Highlights for the evening included first class performances by Susan Calloway (the singer songwriter who Nobuo Uematsu personally hand picked to work with), a completely unexpected arpeggio added to the Phantom Forest, and the entire battle medley (which was amazing). In one of the most beautiful songs of the evening Nobuo Uematsu himself came on stage to play keyboard as Arnie Roth played lead violin for what we were told was the world premiere of Distant Worlds' FFVI: Dark World. It was hauntingly powerful and it's the only rendition of the song I've ever heard outside the game. Another pleasant surprise was an encore of One Winged Angel where Arnie informed us that they didn't have a choir so the audience would get to sing lyrics with Uematsu himself! It was a larger than life moment where not everyone was sure if he was joking or serious. It wasn't until the end of the first chorus that most people actually started singing but the underlying message was clear... Distant Worlds would not have been possible without the support of the people in the audience, or the greater audience that's supported Square Enix's fantastic franchise, Final Fantasy. There was a lot of excitement in the room (two people got engaged during the show, earning a cool thumbs up from Arnie), and though those present were from many walks of life we all shared in a common interest, a passion for the music of Nobuo Uematsu.

Myself and Kaitlin
with Susan, Arnie, and Uematsu
Sitting so close to the performers I was able to occasionally hear Arnie humming parts of the songs aloud, see the growing of a subtle grin on the face of the coordinator (the gentleman with the violin) each time the audience cheered, the sound of Nobuo Uematsu solo-whistling the Victory Theme, and the words that were spoken that didn't reach the microphone. Words of congratulations between Arnie, Susan, Uematsu, and the coordinator. Words of thanks to the audience that never reached the microphone.

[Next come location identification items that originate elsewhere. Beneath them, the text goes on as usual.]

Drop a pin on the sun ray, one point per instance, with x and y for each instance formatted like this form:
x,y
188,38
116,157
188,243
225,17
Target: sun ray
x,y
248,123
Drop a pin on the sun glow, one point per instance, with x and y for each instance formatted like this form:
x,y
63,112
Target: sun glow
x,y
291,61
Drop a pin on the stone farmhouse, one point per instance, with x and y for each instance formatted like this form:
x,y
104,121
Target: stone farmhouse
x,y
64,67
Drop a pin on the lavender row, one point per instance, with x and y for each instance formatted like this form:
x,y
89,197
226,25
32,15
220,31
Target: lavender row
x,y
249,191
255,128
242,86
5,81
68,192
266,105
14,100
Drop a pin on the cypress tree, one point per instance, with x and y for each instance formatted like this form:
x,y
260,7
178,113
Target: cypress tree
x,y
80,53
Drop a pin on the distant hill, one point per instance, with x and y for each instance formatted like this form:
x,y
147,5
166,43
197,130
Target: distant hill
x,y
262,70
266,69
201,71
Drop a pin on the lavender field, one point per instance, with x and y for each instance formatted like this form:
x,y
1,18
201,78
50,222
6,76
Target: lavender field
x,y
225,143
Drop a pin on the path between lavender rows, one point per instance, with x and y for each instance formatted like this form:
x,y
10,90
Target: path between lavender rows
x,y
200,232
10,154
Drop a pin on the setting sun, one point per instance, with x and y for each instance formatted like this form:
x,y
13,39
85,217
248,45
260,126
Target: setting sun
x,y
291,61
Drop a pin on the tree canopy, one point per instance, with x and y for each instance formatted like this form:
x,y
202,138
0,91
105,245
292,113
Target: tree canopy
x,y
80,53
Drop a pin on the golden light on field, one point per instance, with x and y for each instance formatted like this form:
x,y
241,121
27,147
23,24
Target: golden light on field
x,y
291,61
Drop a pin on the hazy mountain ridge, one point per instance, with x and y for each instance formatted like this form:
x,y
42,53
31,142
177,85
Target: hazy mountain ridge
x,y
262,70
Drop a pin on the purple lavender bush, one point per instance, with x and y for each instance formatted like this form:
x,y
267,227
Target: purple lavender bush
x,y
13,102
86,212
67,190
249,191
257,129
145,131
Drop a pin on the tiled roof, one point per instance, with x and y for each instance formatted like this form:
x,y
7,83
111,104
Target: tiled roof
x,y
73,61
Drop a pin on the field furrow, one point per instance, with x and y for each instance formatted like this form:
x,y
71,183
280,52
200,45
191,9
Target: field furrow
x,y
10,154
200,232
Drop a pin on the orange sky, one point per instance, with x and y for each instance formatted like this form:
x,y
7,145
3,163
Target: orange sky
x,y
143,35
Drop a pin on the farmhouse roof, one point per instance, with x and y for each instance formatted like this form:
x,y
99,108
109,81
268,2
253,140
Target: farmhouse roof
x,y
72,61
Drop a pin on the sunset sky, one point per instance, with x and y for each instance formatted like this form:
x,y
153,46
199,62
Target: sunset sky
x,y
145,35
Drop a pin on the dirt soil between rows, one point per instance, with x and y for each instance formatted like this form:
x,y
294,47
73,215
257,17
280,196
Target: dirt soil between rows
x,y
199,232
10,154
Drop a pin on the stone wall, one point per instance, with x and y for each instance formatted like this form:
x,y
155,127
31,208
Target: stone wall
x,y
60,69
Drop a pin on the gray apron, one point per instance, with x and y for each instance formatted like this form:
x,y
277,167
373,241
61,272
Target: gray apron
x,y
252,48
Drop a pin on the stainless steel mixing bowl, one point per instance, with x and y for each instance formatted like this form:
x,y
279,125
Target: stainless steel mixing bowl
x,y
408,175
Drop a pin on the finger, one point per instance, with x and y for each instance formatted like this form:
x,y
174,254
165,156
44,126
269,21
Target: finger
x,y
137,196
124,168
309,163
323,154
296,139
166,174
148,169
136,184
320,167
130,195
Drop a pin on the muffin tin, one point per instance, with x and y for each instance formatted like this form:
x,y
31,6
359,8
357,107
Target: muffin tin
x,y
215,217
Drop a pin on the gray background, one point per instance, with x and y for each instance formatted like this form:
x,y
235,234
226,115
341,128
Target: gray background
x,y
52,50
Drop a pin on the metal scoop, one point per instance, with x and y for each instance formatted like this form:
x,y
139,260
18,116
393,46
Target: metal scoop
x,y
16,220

Kaitlin and I were able to meet and congratulate the trio after the concert, still glowing with joy (which is amazing considering Arnie had been conducting for over two hours!). They signed our CD's, took a picture with us, and thanked us for coming to see the show. Having an appreciation for what Arnie had put together, for Susan's talent, and for Uematsu's profound influence on my life, I wanted to say more but I completely choked up upon meeting them and instead of "thank you for one of the best nights of my life" I was only able to get out the words "thank you." Before I knew it, we were already out the door, back in the car, back on the highway, and back home. Distant Worlds Miami was an experience I will never forget and one that I hope many more people will get to enjoy.